Reinhold GLIÈRE (1875-1956)
Harp Concerto (1938) [25.34]
Joseph JONGEN (1873-1953)
Harp Concerto (1944) [19.45]
Joaquin RODRIGO (1901-1999)
Concierto de Aranjuez
(arr. composer) (1939) [21.30]
Anneleen Lenaerts (harp)
Brussels Philharmonic/Michel Tabachnik
rec. Studio 4, Flagey, Brussels, 2014
WARNER CLASSICS 5419 635055 [67.02]

Listening to the Glière harp concerto blind, so to speak, one would be forgiven for thinking it had been composed in the 1870s rather than in 1938. It is so tonal and romantically lyrical. Glière as Professor of Composition at Moscow Conservatory could draw upon the skilled advice of one of his colleagues, the renowned harpist Ksenia Erdely, founder of a Russian harp dynasty during the composition of this lovely work.

The opening movement has themes that would not have shamed Rachmaninov, music that alternates between the sentimental and romantic and the noble and heroic. Its sparkling cadenza shows off Lenaert’s impressive virtuosity. The following movement is a theme and variations with material that is elegiac, sentimental and waltz-like. The finale sparkles, again contrasting a Mozart-like grace with lively and merry folksy music.

Anneleen Lenaerts, still in her twenties, has established a name for herself as one of the leading soloists of the harp. In December she was appointed Principal Harpist of the Vienna Philharmonic and has won many prizes and performed with orchestras in Europe and America. Her sparkling, glistening virtuoso performances lift these concertos and she is very well supported by Brussels Philharmonic.

Joseph Jongen was a Belgian composer. Winner of the Prix de Rome in 1897, he became a professor of composition, first in Liège and later at the Brussels Conservatorium. His harp concerto, like that of Glière, harks back to an age of tonal romanticism. Like Glière’s it is scored for a small chamber-sized orchestra to allow the delicacies of the harp’s voice to shine through the accompanying textures. The Concerto’s first movement in two sections – marked Modérément animé and Andantino respectively – is pure enchantment showing off the composer’s eclectic influences bonded within his own charming style. The influences include Debussy and Ravel together with Fauré, Mendelssohn and Chopin. The second movement, an Allegro vivo, is equally bewitching. It commences with a considerable cadenza and as the orchestra enters becomes lovely dance material.

The Concierto de Aranjuez is too popular, too well known for any comment from me.
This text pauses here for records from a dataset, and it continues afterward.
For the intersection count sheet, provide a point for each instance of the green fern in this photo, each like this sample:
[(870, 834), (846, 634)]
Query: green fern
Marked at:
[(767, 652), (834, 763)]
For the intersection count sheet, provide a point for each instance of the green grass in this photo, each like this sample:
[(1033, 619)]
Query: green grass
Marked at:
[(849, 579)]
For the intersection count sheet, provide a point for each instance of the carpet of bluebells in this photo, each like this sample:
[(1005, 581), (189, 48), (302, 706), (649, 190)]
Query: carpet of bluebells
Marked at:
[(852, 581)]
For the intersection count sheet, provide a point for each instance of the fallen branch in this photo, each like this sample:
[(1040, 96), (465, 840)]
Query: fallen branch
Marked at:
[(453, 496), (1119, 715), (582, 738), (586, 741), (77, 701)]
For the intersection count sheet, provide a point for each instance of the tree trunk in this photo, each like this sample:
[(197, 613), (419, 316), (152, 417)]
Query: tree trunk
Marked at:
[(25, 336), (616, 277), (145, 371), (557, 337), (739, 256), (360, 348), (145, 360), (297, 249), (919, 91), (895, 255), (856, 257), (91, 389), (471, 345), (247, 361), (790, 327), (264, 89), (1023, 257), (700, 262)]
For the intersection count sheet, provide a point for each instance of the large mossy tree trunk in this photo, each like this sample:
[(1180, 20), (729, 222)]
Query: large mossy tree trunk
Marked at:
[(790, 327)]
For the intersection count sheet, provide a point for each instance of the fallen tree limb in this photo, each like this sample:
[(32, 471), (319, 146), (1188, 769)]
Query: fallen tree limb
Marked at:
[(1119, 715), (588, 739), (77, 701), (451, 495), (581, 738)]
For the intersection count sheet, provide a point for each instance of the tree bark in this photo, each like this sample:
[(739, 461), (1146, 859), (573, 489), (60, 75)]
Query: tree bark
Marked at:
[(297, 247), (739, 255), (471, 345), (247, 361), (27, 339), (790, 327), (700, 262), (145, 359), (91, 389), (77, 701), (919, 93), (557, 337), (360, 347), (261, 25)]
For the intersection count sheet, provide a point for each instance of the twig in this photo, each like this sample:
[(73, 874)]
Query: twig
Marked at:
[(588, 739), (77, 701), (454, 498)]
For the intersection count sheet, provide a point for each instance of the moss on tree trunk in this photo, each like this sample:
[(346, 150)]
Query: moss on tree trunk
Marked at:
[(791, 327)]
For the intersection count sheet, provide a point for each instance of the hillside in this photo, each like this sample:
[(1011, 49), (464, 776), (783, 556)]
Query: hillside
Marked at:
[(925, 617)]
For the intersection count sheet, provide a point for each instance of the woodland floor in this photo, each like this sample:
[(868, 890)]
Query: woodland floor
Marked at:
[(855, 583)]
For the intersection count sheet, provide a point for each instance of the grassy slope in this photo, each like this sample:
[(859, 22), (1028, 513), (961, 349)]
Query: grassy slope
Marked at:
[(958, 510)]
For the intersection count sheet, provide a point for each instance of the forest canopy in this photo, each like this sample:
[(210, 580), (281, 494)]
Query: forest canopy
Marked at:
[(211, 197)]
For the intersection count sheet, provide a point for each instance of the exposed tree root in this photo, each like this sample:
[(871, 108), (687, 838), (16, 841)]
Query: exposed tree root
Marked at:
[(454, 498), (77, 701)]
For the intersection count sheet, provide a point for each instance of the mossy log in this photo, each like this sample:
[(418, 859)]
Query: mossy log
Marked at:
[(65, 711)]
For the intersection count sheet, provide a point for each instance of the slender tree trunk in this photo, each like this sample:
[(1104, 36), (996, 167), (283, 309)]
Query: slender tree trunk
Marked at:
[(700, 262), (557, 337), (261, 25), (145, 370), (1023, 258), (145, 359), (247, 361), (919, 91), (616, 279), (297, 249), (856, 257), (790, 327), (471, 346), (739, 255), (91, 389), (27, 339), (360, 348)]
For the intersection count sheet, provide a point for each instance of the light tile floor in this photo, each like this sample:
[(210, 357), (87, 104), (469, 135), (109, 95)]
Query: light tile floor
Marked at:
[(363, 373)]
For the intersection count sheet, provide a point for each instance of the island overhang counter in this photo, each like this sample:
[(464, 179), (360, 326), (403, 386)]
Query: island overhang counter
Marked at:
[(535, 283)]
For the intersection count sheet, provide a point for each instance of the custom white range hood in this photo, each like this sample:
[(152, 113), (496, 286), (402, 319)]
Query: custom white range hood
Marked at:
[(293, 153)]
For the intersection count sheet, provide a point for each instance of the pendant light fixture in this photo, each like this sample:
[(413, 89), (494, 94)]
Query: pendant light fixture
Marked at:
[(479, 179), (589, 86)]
The transcription from guitar to harp was by the composer himself in response to a request from the Basque harpist Nicanor Zabaleta. Rodrigo had no difficulty adapting it for another plucked instrument and commented that when he was composing the Concierto de Aranjuez that he was picturing an imaginary instrument ‘with the wings of a harp, the heart of a piano and the soul of a guitar’. The result is sublime with the harp’s upper tones lending another exquisite dimension to the score while the lower registers echo the original guitar timbre quite closely.